PasteHunter serverless is an AWS serverless wrapper for @kevthehermit's PasteHunter project and is a means of running some or all of those paste source scrapers without any continuous running compute resources.
Each of the 'input' paste sources each have an AWS Lambda that is scheduled independently to get the latest list of paste content using the respective API.
The paste item metadata, including content URL, are then queued and retrieved by a separate Lambda function. Once the content is retrieved, it is transformed and published to a stream using Amazon Kinesis Firehose which allows for direct push to any of the following platforms for further analysis without any coding:
Works:
- CDK environment setup
- Pastebin scraper Lambda
In-progress:
- Pastebin content retriever
- Kinesis stream for scraped content
- S3 bucket to capture scraped content
- Scraper/content retriever for GitHub gists
See issues.
The basic setup for running the platform within AWS is as follows.
The environment can be setup based on the AWS CDK script included under the ./aws/ folder using the AWS CDK CLI tool, cdk <command>.
Create and activate a Python3 virtual environment.
$ python3 -m venv .env
$ source .env/bin/activate
$ pip install -r requirements.txt
Using Anaconda:
$ conda create -n pastehunter python=3.7
$ conda activate pastehunter
$ pip install -r requirements
If this is the first time you have run the CDK in your AWS account, you need to bootstrap the environment first, which at present just means creating an S3 bucket for use by the CDK framework.
$ cdk bootstrap
⏳ Bootstrapping environment aws://999999999999/us-east-1...
CDKToolkit: creating CloudFormation changeset...
0/2 | 7:13:20 PM | CREATE_IN_PROGRESS | AWS::S3::Bucket | StagingBucket
0/2 | 7:13:20 PM | CREATE_IN_PROGRESS | AWS::S3::Bucket | StagingBucket Resource creation Initiated
1/2 | 7:13:42 PM | CREATE_COMPLETE | AWS::S3::Bucket | StagingBucket
2/2 | 7:13:44 PM | CREATE_COMPLETE | AWS::CloudFormation::Stack | CDKToolkit
✅ Environment aws://999999999999/us-east-1 bootstrapped.
Once the CDK bootstrap process completes, you can now deploy the PasteHunter serverless environment setup and code deployment.
$ cdk deploy
The CDK will create a VPC, 2 public and 2 private subnets in 2 distinct availability zones.

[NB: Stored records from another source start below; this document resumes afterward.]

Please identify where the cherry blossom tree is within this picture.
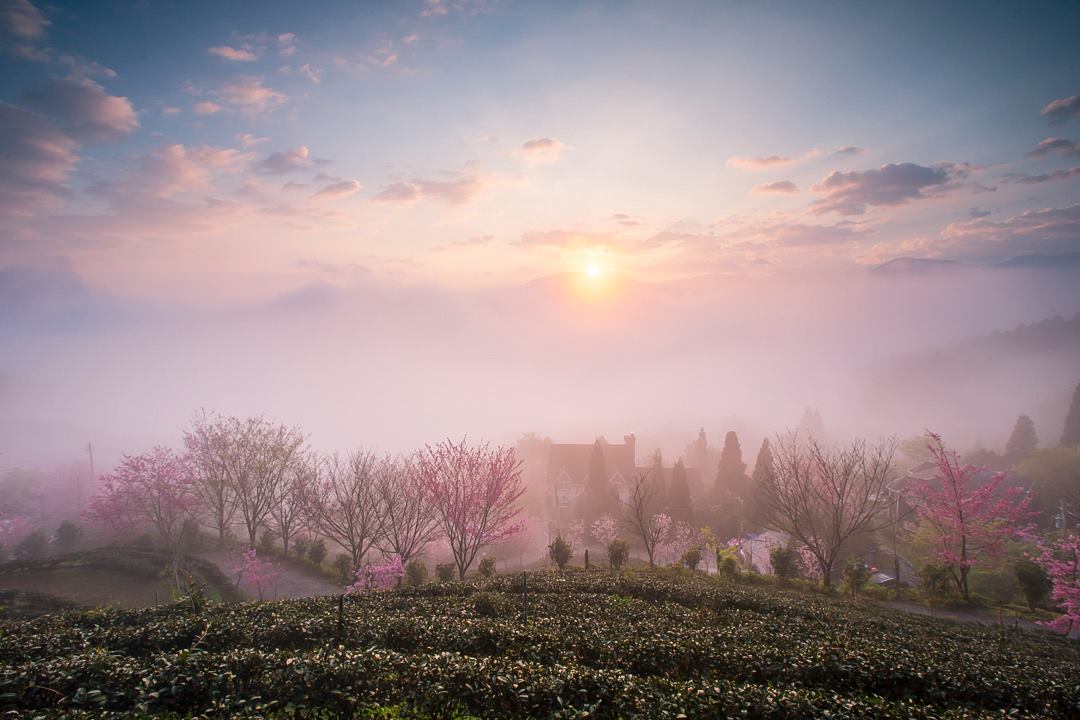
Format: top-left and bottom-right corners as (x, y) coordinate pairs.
(419, 439), (525, 580)
(232, 547), (282, 600)
(1032, 528), (1080, 635)
(908, 433), (1034, 600)
(86, 446), (198, 548)
(345, 555), (405, 593)
(758, 432), (896, 587)
(184, 411), (237, 545)
(311, 450), (386, 568)
(375, 456), (440, 565)
(267, 452), (319, 555)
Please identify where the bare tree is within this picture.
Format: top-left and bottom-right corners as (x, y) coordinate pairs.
(312, 450), (384, 567)
(759, 432), (896, 587)
(268, 452), (319, 555)
(184, 411), (237, 544)
(225, 417), (306, 546)
(375, 457), (440, 565)
(623, 470), (671, 566)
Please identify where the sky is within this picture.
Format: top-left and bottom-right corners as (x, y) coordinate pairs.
(0, 0), (1080, 466)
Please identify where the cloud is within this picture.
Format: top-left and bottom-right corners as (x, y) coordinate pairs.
(728, 148), (821, 172)
(0, 0), (51, 40)
(752, 180), (799, 195)
(278, 32), (296, 57)
(1004, 167), (1080, 185)
(810, 163), (968, 215)
(311, 180), (363, 200)
(375, 176), (484, 205)
(940, 203), (1080, 262)
(206, 45), (259, 63)
(25, 78), (139, 142)
(0, 103), (79, 217)
(1039, 95), (1080, 125)
(522, 137), (573, 165)
(255, 145), (313, 175)
(215, 76), (288, 114)
(1027, 137), (1080, 158)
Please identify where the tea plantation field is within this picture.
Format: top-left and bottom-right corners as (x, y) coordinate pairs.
(0, 572), (1080, 720)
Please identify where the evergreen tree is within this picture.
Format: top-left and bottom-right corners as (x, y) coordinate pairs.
(1005, 415), (1039, 464)
(667, 458), (693, 520)
(1062, 384), (1080, 445)
(578, 438), (611, 528)
(716, 430), (747, 498)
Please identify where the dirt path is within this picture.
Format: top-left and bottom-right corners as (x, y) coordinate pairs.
(878, 600), (1080, 638)
(200, 549), (342, 600)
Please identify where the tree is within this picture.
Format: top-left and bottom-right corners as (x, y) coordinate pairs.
(311, 450), (386, 570)
(221, 417), (306, 546)
(907, 434), (1032, 601)
(86, 446), (198, 549)
(1062, 383), (1080, 445)
(184, 411), (244, 546)
(375, 457), (440, 565)
(578, 438), (612, 526)
(268, 452), (319, 556)
(760, 432), (895, 587)
(419, 439), (525, 580)
(1005, 415), (1039, 465)
(626, 471), (672, 566)
(715, 430), (747, 498)
(1034, 533), (1080, 635)
(1016, 445), (1080, 528)
(548, 535), (573, 570)
(667, 458), (693, 520)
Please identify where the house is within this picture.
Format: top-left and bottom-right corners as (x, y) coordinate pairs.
(548, 433), (637, 527)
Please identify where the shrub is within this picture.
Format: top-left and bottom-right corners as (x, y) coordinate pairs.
(548, 535), (573, 570)
(843, 556), (870, 597)
(56, 520), (82, 553)
(1013, 560), (1053, 610)
(678, 547), (701, 570)
(333, 553), (353, 585)
(15, 529), (49, 560)
(308, 540), (326, 565)
(293, 538), (311, 558)
(405, 560), (428, 587)
(435, 562), (455, 583)
(608, 539), (630, 570)
(769, 546), (796, 582)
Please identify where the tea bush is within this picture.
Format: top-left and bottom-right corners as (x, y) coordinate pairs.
(0, 571), (1080, 720)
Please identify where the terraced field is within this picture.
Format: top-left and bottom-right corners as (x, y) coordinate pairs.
(0, 572), (1080, 719)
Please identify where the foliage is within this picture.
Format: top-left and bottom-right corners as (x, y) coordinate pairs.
(679, 546), (701, 570)
(769, 545), (796, 581)
(548, 534), (573, 570)
(843, 556), (874, 597)
(55, 520), (82, 553)
(908, 434), (1031, 601)
(345, 555), (405, 593)
(306, 540), (326, 565)
(0, 572), (1080, 720)
(418, 440), (525, 580)
(608, 538), (630, 570)
(476, 555), (495, 580)
(1013, 558), (1053, 610)
(405, 559), (428, 587)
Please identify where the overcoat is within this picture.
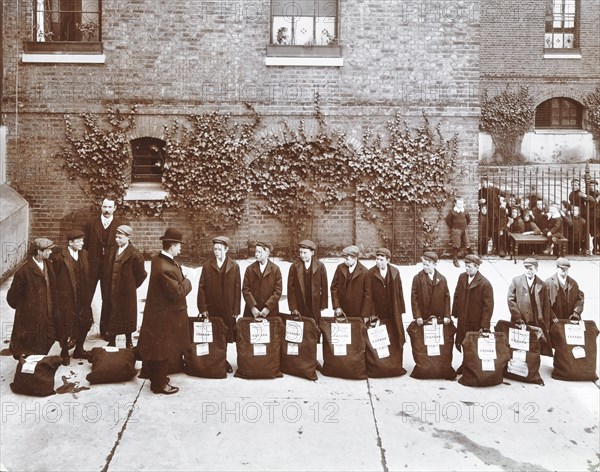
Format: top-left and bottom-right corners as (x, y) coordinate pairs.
(288, 258), (329, 324)
(197, 256), (242, 342)
(331, 261), (371, 318)
(102, 242), (148, 336)
(410, 270), (450, 319)
(138, 253), (192, 361)
(6, 257), (57, 358)
(52, 246), (93, 340)
(242, 261), (283, 316)
(452, 271), (494, 351)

Note: In the interest of limiting the expenditure on the 1 continuously running resource, an AWS NAT Gateway which proxies internet bound requests from the Lambda, there is only 1 egress point for both private subnets via the single NAT Gateway instance. If you prefer to change this and have 2 independent NAT Gateway egress points, one for each Availability Zone, change the `nat_gateways=' value app.py to have value '2'.
# only add 1 NATGW for cost savings
# remove the parameter or set explicitly for HA across 2 AZs
vpc = ec2.Vpc(self, "VPC", nat_gateways=1)
To learn more about the AWS CDK, see the AWS CDK Developer Guide.
One of the first requirements to be aware of for retrieving content in bulk from Pastebin.com is that bulk scraping/content retrieval is only allowed for Pastebin Pro users. And, use of the Pastebin Pro tier requires that the IP address from which the request will originate be whitelisted with your Pastebin Pro account.
For that reason, the AWS solutions requires that the AWS Lambda functions are configured to connect through a Virtual Private Cloud (VPC) and egress via a fixed IP address in the form of an Elastic IP (EIP).
See Pastebin.com (scraping documentation)[https://pastebin.com/doc_scraping_api] for more details and for setting/updating the IP from which your scraping requests will originate.
TODO
This project is licensed under the terms of the Apache 2.0 license.